VENEZIA, domenica 6 agosto ► di Paolo A. Paganini ● Anna-Sophie Mahler è stata per otto anni a Bayreuth, prima, per due anni, come regista-assistente di Christoph Marthaler nell’allestimento del “Tristan und Isolde” (musica e libretto di Wagner, capolavoro del romanticismo tedesco), poi come unica responsabile della regia.
Alla fine della sua esperienza, la regista dichiarò che, nel tempo, tra fascino e repulsione, ha avvertito un crescente sentimento di ambiguità nel rapporto sia con la musica di Wagner sia con Bayreuth.
Con l’ultimo spettacolo, lasciò Bayreuth portandosi dietro molte domande senza risposta. Per esempio: la storia di “Tristan und Isolde” ha un altro significato al di là della mitologia dell’amore romantico? La concezione d’un simile amore ha ancora una sua attualità? Ci sono alternative diverse?
La creazione dello spettacolo “Tristan oder Isolde. Ein pastiche”, firmato come regista dalla Mahler (e, come ideatrice, insieme con Susanne Abelein, Rahel Hubacher e Kris Merken), è stata la risposta alle sue domande.
In prima italiana, alla Biennale Teatro, all’Arsenale, Teatro alle Tese, il suo “Tristan oder Isolde”, e non – attenzione – und Isolde, è stato un affascinante spettacolo di 80 minuti, con tutti i caratteri di durezza e di dolcezze, di puntiglioso rigore e di passione della letteratura teatrale tedesca. Il passaggio, nel titolo, da und a oder, cioè dalla congiunzione e all’opposizione o, spiega già una diversa impostazione filologica e una implicita risposta alle ambiguità, che già sullo stretto piano tecnico suscitano non poche perplessità, perché il dramma di Wagner (in parte scritto nella stessa Venezia) non è soltanto un capolavoro del romanticismo tedesco, ma anche un pilastro della musica moderna, da alcuni ritenuto incomprensibile, quasi al limite della dodecafonia.
Il bel testo, in scena ora a Venezia, parte proprio da qua, da una spiegazione dei caratteri rivoluzionari di Wagner, da certi accordi che costituiscono “un grande mistero nella storia della musica”, con spiegazioni, che già di loro, manderanno in sollucchero tanti appassionati musicologi. Questa prima parte (che accompagna gli sviluppi drammaturgici anche successivi, parlando di problemi musicali e di scenografie) è prevalentemente tecnico musicale ed è affrontata dai quattro attori in un’atmosfera di salottiere disquisizioni, su diesis e doppie dominanti.
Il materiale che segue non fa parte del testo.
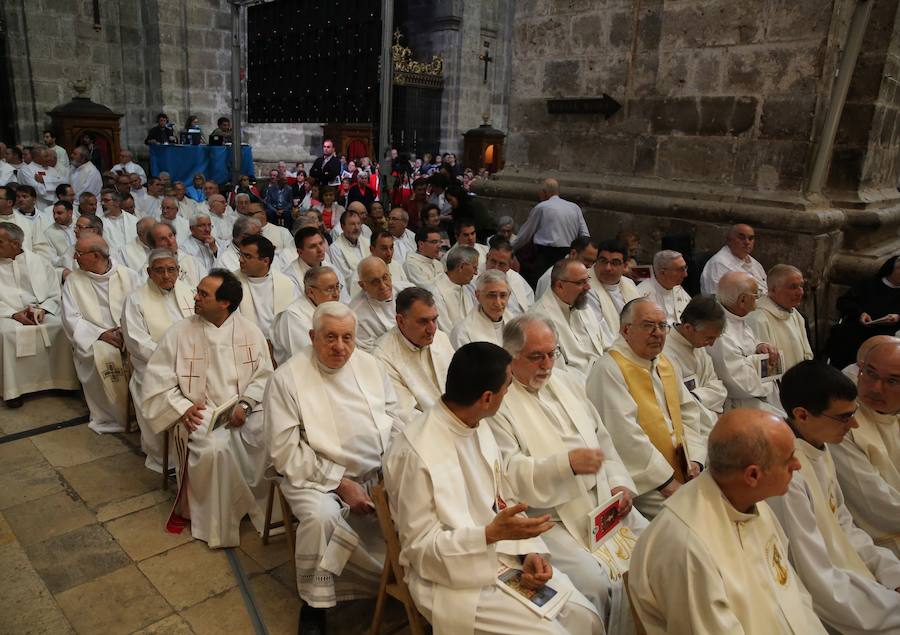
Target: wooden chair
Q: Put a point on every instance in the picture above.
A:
(638, 627)
(392, 583)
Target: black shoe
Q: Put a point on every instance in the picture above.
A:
(312, 621)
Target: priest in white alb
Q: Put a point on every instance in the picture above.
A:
(559, 459)
(330, 412)
(215, 362)
(34, 352)
(776, 319)
(485, 322)
(453, 290)
(664, 286)
(457, 518)
(415, 353)
(854, 584)
(290, 330)
(147, 315)
(715, 560)
(581, 340)
(374, 304)
(93, 297)
(653, 420)
(868, 459)
(702, 322)
(733, 353)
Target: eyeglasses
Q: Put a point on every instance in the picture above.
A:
(538, 357)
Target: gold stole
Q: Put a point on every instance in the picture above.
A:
(650, 415)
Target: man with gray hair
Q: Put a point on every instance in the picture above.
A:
(330, 411)
(776, 319)
(92, 299)
(34, 352)
(664, 286)
(148, 313)
(734, 353)
(559, 458)
(702, 322)
(452, 289)
(485, 322)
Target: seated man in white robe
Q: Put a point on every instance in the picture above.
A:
(500, 257)
(733, 352)
(229, 257)
(456, 515)
(312, 251)
(453, 289)
(202, 245)
(93, 297)
(776, 319)
(424, 265)
(581, 339)
(147, 315)
(415, 353)
(868, 459)
(290, 330)
(733, 256)
(653, 420)
(34, 352)
(162, 236)
(559, 459)
(854, 584)
(267, 291)
(350, 247)
(664, 286)
(485, 322)
(216, 360)
(715, 559)
(134, 254)
(330, 412)
(702, 322)
(374, 305)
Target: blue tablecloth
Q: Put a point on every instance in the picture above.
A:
(183, 162)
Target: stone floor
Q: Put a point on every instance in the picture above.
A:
(83, 548)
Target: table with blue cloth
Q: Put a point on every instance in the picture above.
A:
(183, 162)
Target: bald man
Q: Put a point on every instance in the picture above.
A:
(715, 559)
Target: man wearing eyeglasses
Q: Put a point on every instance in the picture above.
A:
(664, 287)
(776, 319)
(290, 330)
(868, 459)
(560, 459)
(581, 340)
(653, 420)
(854, 584)
(734, 352)
(148, 313)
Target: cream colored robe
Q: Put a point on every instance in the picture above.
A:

Ma un po’ per gradi, si entra nel merito della sostanza sentimentale, nel dedalo talvolta inestricabile dei sentimenti.
Soprattutto (il senso del nostro successivo testo in corsivo è desunto dal copione) i nostri quattro interlocutori si chiedono se sia possibile prendere quei sentimenti in prestito nel privato e trasportarli dall’opera alla vita. Una storia d’amore può portare all’annullamento dell’uomo e della donna per fondersi in un unico essere, non più uomo o donna ma semplicemente un tutt’uno? Quando ci si guarda per la prima volta negli occhi, in quel decimo di secondo, cosa può succedere? Tutto. Come in Tristano e Isotta, così nella realtà. La musica, poi, può avere l’effetto di una droga, di cui non riesci più a liberarti, e che ti segue ovunque, perfino nei tuoi sogni… Così in Wagner: non riesci più a sottrarti dai suoi effetti narcotici. E da qui nasce una storia come quella di Tristano e Isotta. Da lì si risveglia in ciascuno di noi il desiderio di annientare la parolina e che li separa per fondere insieme due anime completamente.
Ed ecco spiegato il cambio di quella congiunzione. O c’è il tutt’uno, o c’è l’uno di qua e l’altro di là. Insieme, invece, naufragare, affondare, inconsciamente, con supremo piacere…
Molti applausi alla fine. E molte risate durante lo spettacolo (e questo non l’abbiamo proprio capito).
TRISTAN ODER ISOLDE. UN PASTICHE – Prima italiana – Regia Anna-Sophie Mahler. Con Susanne Abelein, Bettina Grahs, Benjamin Brodbeck, Benny Hauser – Consulenza musicale e pianoforte Stefan Wirth.